Roumina Parsa reviews Desolation by Hossein Asgari
Desolation
by Hossein Asgari
ISBN: 9781761154133
Reviewed by ROUMINA PARSA
In 1988, civilian flight Iran Air 655 was shot down by U.S. Navy guided missiles while on its daily route from Bandar Abbas to Dubai. All 290 passengers and crew onboard were killed. An investigation into the incident found a succession of errors by the crew of USS Vincennes, concluding in two naval officers pressing at least 28 incorrect buttons to confirm the firing of the missiles. The U.S. government characterised the killings as an instance of “mistaken defensive action” – an error for which then-President George Bush awarded the captain with the Legion of Merit medal, as well as Navy Commendation medals for the two officers in their ‘heroic achievement’ of combat systems management (1).

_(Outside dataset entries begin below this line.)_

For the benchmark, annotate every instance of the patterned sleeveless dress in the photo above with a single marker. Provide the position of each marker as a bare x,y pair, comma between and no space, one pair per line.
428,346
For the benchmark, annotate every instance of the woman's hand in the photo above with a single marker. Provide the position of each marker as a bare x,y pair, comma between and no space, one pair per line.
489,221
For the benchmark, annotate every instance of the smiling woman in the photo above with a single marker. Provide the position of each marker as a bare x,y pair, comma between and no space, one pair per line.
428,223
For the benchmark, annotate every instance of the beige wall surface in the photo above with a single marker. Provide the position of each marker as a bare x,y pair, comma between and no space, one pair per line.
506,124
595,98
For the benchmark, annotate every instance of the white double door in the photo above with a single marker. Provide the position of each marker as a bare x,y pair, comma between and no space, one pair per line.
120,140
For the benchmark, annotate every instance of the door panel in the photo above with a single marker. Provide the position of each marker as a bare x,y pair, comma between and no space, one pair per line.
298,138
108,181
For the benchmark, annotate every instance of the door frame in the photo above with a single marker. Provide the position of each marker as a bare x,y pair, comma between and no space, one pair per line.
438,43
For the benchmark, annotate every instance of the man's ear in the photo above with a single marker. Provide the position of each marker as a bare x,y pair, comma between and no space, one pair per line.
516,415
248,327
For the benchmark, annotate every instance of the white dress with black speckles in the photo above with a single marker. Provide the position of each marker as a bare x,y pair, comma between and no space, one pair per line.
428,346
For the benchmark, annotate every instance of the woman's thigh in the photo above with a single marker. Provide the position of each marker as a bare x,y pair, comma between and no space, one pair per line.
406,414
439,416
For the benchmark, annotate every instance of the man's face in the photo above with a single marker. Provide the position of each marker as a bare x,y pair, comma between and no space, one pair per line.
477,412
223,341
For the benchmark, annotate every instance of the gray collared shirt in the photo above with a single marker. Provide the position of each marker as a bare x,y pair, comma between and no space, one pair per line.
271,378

The tragedy of IR655 is unknown to most outside of Iran, including the narrator of Hossein Asgari’s Desolation. In this frame narrative, a fiction writer in an Adelaide café is accosted by a stranger insistent on him retelling his story of “truth”. The stranger, Amin – though that may not be his real name – knows the downing of IR655 intimately. It is his centre; the point from which his life pivots. Amin’s brother, Hamid, was one of the 290 passengers. Over ensuing meetings, the brutish Amin engages the writer in a one-sided confessional, divulging the chaos of love, loss and revenge spawned in the slipstream of his brother’s death.
Consistent with his debut novel, Only Sound Remains (2), Asgari is intentional with constructing a world of binaries to explain the Iranian condition. East vs West, Regime vs Revolution, Old vs New, or rather, Old vs Ancient. Readers enter Desolation through two doors. The introduction quotes both the Quran, ‘And reckon not those who are killed in Allah’s way as dead: nay; they are alive (and) are provided sustenance from their Lord,’ as well Bhagavad Gita (as famously referenced by Robert Oppenheimer), ‘Now I am become Death, the destroyer of the worlds.’ Superficially, these conflicting quotes purport to mimic the most classic binary of Good vs Evil. Yet the particularity of referencing martyrdom and nuclear weaponry is an almost comical nod to the specific modern politics of Iran, where religion and violence do not contest, but collide. Interpreting Desolation demands understanding this doublespeak. In this book, as in the lives of Iranians, opposites are not so simple.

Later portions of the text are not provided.